Thacher Proffitt & Wood LLP was an American law firm headquartered in New York City. At its peak, the firm was made up of approximately 365 attorneys with offices in New York City; Washington, D.C.; Mexico City; White Plains, New York; and Summit, New Jersey.

==History==
The firm traced its founding back to 1848, when Benjamin Franklin Butler opened a legal practice with his son, William Allen Butler, at 29 Wall Street in New York City. The firm was headquartered in downtown Manhattan from 1848 until 2001, eventually occupying floors 38 through 40 of the 2 World Trade Center building prior to the building's destruction in the September 11 attacks. All of the firm's employees survived the attacks, and the firm temporarily relocated to midtown Manhattan before moving to 2 World Financial Center in September 2003.

Thacher Proffitt was a market leader in the mortgage-backed securities (MBS) market, and in fact was instrumental in the creation of the residential MBS and commercial MBS markets. The firm so controlled the market that the standard documentation used by mortgage traders was known as "Thacher docs" and "TP&W forms." The firm grew from 177 lawyers in 2003 to 350 lawyers in 2007, mostly due to the strength of its structured finance practice, which came to constitute 70% of the firm's revenue. The firm also had highly regarded real estate, litigation, corporate, tax and derivatives practices. In 2006, the firm was ranked among the top 200 by The American Lawyer. It was also ranked among the top 80 most prestigious law firms in the nation by Vault.
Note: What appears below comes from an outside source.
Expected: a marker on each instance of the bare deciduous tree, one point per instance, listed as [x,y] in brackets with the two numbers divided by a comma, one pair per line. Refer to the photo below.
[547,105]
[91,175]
The 2008 financial crisis, and in particular the collapse of Bear Stearns, the firm's largest client, significantly impacted the firm, leading to a breach of the firm's financing covenants and giving its lender, Citigroup, substantial control. The firm's offices in Mexico City and White Plains, New York, decamped to Chadbourne & Parke and Greenberg Traurig respectively. The firm had merger talks at one point with King & Spalding, but these talks collapsed in December 2008. On December 21, 2008, approximately 100 lawyers (including 40 partners) left Thacher Proffitt & Wood to work for Sonnenschein, Nath & Rosenthal. Two days later, on December 23, the firm's management officially announced dissolution of the firm. Shortly prior to its dissolution, the firm had been hired to advise the United States Department of the Treasury in connection with the Troubled Asset Relief Program (TARP).